Visual Art | October 2020 | Rebecca Rego Barry

Picasso Painting of Dora Maar Reaches $29.5 Million

Courtesy of Christie's

At auction on Tuesday night, Femme dans un fauteuil, a painting by Pablo Picasso of his muse, fellow artist, and photographer Dora Maar, sold for just under $30 million. Maar, who appears on the cover of our current issue, had long been cast in the shadow of Picasso’s immense celebrity, but has regained some of the spotlight in recent years, thanks to exhibitions and books about her life that focus on her creative output.

Painted in June of 1941, during the Nazi occupation of Paris, this image is quite distinct from and more austere than Picasso’s earlier work that also famously utilized the figure of Maar, his Weeping Woman. It is also one of a series completed in a burst of inspiration in 1941, all depicting Maar.
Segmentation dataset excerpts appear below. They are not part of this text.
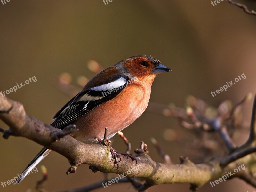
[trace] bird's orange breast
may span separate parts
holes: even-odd
[[[102,139],[107,127],[110,138],[133,122],[148,106],[154,77],[151,78],[147,83],[139,81],[127,85],[112,100],[78,119],[74,124],[79,131],[74,137],[82,141]]]

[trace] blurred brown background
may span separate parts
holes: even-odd
[[[255,9],[252,1],[240,2]],[[35,76],[36,82],[8,96],[22,103],[27,112],[47,123],[70,99],[53,86],[59,76],[69,72],[73,77],[72,83],[78,86],[77,77],[94,75],[87,65],[92,59],[104,68],[136,55],[150,55],[160,60],[172,70],[158,76],[153,84],[150,101],[162,104],[172,102],[182,107],[190,94],[213,106],[227,99],[235,103],[248,92],[254,94],[256,91],[256,17],[226,1],[213,7],[210,0],[113,0],[106,5],[101,0],[11,0],[4,5],[0,3],[0,91]],[[211,91],[244,73],[246,79],[214,97],[211,95]],[[243,121],[247,125],[252,104],[252,100],[243,108]],[[8,128],[2,122],[0,126]],[[183,135],[177,136],[178,139],[173,141],[166,140],[164,137],[166,129],[179,130]],[[179,163],[180,155],[196,159],[191,155],[193,151],[188,152],[184,147],[188,145],[184,142],[192,139],[191,132],[172,118],[147,112],[123,132],[133,150],[141,140],[147,143],[155,161],[163,161],[150,143],[152,136],[174,162]],[[236,142],[244,142],[248,133],[246,130],[242,132]],[[187,140],[186,135],[189,136]],[[185,138],[182,142],[179,142],[180,137]],[[14,137],[0,139],[0,182],[21,173],[42,147]],[[119,151],[126,148],[117,136],[113,138],[113,146]],[[93,173],[85,165],[75,174],[67,176],[68,162],[56,153],[40,164],[48,169],[49,180],[44,185],[49,191],[82,187],[104,178],[102,173]],[[0,191],[35,191],[36,181],[41,177],[39,172],[31,174],[20,185],[4,188],[0,185]],[[168,184],[148,191],[189,191],[189,189],[188,184]],[[128,183],[95,191],[118,190],[134,191]],[[206,184],[198,191],[206,190],[255,189],[235,179],[214,188]]]

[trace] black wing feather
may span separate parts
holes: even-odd
[[[102,91],[107,93],[108,90],[89,89],[78,93],[56,114],[53,117],[55,121],[51,125],[56,128],[64,128],[81,116],[116,96],[126,87],[129,80],[127,76],[118,75],[117,77],[118,78],[123,77],[125,79],[126,82],[123,85],[116,88],[114,92],[104,96]]]

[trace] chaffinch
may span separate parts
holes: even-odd
[[[138,55],[121,61],[90,80],[56,114],[51,125],[63,129],[76,125],[79,131],[71,135],[84,142],[103,139],[107,127],[110,139],[145,111],[156,75],[171,70],[150,56]],[[20,183],[50,151],[44,147],[15,183]]]

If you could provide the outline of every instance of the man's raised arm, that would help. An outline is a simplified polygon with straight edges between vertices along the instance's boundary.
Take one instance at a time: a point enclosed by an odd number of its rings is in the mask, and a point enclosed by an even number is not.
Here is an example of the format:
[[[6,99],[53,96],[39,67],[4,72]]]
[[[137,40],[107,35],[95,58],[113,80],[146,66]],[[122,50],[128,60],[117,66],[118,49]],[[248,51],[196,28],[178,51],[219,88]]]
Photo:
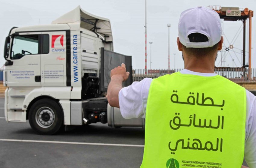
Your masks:
[[[107,95],[108,103],[111,106],[120,107],[118,93],[123,87],[122,83],[127,79],[130,74],[129,72],[126,72],[124,64],[122,64],[121,66],[118,66],[111,70],[111,80],[108,84]]]

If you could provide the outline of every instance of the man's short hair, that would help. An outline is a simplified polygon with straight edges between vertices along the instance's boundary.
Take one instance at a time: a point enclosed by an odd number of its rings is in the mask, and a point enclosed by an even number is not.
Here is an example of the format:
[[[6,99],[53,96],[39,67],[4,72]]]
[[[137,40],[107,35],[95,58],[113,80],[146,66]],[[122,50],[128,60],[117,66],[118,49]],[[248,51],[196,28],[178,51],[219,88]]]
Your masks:
[[[209,41],[206,36],[198,33],[191,33],[188,37],[190,42],[198,43]],[[189,56],[201,57],[212,55],[217,50],[218,44],[217,43],[211,47],[202,48],[187,48],[184,45],[182,45],[184,51]]]

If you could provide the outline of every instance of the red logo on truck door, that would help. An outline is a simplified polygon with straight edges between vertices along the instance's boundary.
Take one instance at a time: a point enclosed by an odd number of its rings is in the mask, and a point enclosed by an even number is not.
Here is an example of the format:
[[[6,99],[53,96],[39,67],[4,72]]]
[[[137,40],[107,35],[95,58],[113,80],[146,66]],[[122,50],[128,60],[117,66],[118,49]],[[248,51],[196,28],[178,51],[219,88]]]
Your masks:
[[[52,35],[52,48],[56,48],[61,45],[63,47],[63,38],[64,35]]]

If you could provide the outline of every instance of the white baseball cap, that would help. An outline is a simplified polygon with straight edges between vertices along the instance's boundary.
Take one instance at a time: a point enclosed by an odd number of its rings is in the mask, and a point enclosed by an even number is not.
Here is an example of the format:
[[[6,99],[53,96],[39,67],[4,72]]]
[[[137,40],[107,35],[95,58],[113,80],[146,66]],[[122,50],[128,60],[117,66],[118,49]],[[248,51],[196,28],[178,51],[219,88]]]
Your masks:
[[[188,48],[211,47],[218,43],[221,38],[219,14],[212,9],[201,6],[189,9],[181,13],[178,29],[180,41]],[[188,36],[194,33],[205,35],[209,41],[190,42]]]

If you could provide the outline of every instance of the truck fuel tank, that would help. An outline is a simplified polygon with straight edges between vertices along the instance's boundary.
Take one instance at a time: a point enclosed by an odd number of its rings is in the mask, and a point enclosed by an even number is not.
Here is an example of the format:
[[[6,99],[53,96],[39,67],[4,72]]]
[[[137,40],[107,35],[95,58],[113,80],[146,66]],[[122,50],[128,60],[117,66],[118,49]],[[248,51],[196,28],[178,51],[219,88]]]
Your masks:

Picasso eventually tired of her, though, and they broke up in 1945, the same year he exhibited Femme dans un fauteuil in a landmark London exhibition. Maar continued to make art, but led an increasingly solitary life and died virtually forgotten in 1997.

According to Christie’s, “Picasso’s images of Dora are among the greatest of his wartime work; the cataclysmic events of this epoch and the artist’s personal reaction to them etched onto the visage of his companion.”

In 2006, Picasso’s Dora Maar au Chat—another of Picasso’s ‘armchair’ paintings made in 1941—reached $95.2 million, the second-highest price ever paid for a painting at auction at the time.